The high positivity rate and high average of cfu mL^-1 for mycelial fungi (1.6 to 8.8 x 10⁵), observed for those animals fed sorghum silage, could suggest that this feed had been a source of contamination of these microorganisms in the rumen. This could be supported by studies that describe the presence of these fungi in sorghum and maize silages (Mngadi et al., 2008; O'Brien et al., 2007; Richard et al., 2009).
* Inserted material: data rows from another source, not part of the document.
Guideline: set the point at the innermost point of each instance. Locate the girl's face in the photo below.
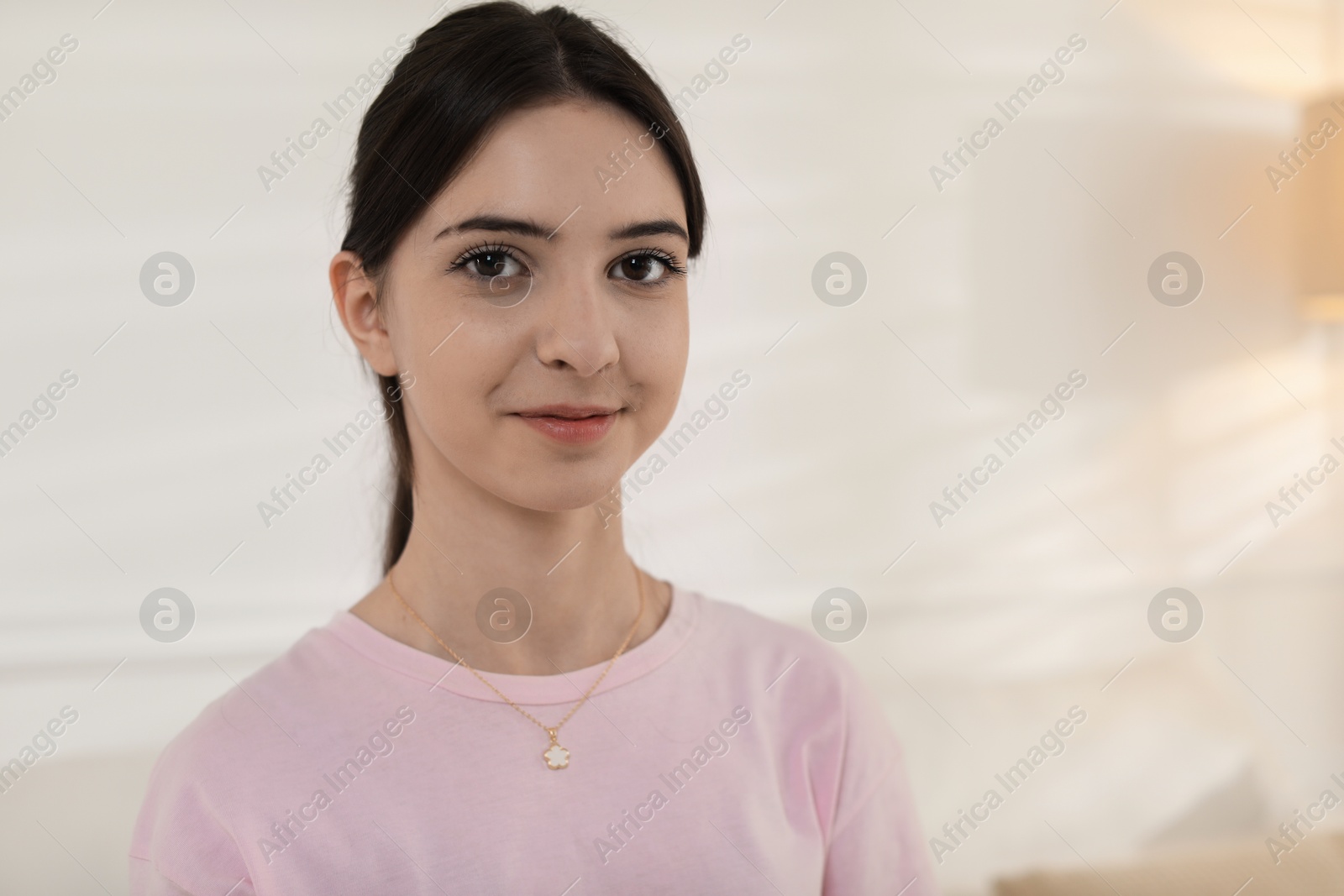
(537, 312)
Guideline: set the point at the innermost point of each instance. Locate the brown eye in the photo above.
(640, 269)
(494, 264)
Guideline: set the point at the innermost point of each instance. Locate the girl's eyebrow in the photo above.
(651, 228)
(497, 224)
(522, 228)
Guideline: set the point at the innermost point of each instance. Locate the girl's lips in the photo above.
(571, 432)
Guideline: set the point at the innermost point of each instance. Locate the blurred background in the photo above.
(984, 288)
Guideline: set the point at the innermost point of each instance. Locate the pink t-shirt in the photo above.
(726, 754)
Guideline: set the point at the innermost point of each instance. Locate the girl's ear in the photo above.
(355, 295)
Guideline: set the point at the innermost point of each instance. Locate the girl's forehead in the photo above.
(575, 167)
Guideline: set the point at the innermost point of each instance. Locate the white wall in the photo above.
(1025, 268)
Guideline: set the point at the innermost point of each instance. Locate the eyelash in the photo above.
(484, 249)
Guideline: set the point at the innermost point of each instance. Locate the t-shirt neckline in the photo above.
(441, 673)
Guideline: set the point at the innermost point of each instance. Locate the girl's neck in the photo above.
(570, 566)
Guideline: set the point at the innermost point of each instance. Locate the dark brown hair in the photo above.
(459, 78)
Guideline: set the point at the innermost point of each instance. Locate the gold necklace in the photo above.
(555, 755)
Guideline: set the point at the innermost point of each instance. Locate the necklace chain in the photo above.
(550, 730)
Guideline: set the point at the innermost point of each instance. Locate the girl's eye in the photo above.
(644, 268)
(494, 262)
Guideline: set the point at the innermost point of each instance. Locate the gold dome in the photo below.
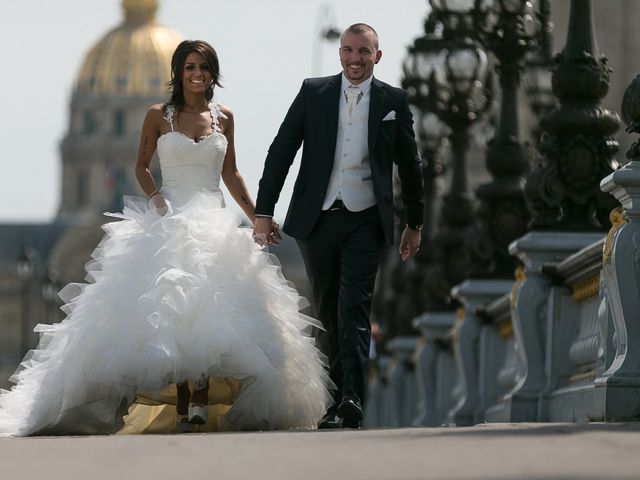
(134, 59)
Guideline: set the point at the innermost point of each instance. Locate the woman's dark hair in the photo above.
(177, 66)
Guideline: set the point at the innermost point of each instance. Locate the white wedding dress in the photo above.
(172, 298)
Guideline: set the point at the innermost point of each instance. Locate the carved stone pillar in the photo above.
(621, 273)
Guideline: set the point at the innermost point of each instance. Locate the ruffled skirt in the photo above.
(172, 298)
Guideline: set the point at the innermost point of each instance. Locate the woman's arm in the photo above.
(146, 149)
(230, 174)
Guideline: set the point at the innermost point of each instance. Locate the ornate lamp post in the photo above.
(50, 288)
(418, 68)
(457, 89)
(26, 268)
(578, 146)
(459, 93)
(537, 78)
(509, 30)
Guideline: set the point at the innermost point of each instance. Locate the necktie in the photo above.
(352, 95)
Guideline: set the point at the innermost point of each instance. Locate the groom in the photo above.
(354, 128)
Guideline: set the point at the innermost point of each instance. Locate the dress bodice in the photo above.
(189, 165)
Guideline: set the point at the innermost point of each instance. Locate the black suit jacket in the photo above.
(313, 119)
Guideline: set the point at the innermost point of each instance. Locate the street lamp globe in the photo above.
(50, 287)
(25, 264)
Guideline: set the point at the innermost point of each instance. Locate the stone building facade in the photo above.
(124, 73)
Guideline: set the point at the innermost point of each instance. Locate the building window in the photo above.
(89, 124)
(118, 123)
(82, 188)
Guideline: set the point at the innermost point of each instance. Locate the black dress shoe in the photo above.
(330, 420)
(350, 411)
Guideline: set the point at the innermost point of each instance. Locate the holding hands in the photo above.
(266, 231)
(409, 243)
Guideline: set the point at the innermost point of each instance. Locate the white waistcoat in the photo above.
(350, 178)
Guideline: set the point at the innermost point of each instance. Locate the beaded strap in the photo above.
(216, 113)
(170, 109)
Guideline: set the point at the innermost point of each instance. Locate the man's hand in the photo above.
(409, 243)
(266, 231)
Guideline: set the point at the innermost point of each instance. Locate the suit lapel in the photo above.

Moreover, there was a greater yeast population for heifers fed chopped sugarcane compared with those fed the silage (Table 2). The predominance could possibly be related to the type of carbohydrate available. Yeasts are better able to degrade simple carbohydrates (Kurtzman & Fell, 1998), while the mycelial fungi produce a large quantity and variety of enzymes to degrade the polysaccharide cell wall of plants (McAllister et al., 2001; Ximenes, 2003). Thus, diets rich in soluble carbohydrates, as is the sucrose present in the sugarcane forage, could have competitively favored the growth of the yeast population. There still could have been antagonistic substances produced by yeast, inhibiting the growth of mycelial fungi (Coelho et al., 2007), which should be evaluated and considered in future research.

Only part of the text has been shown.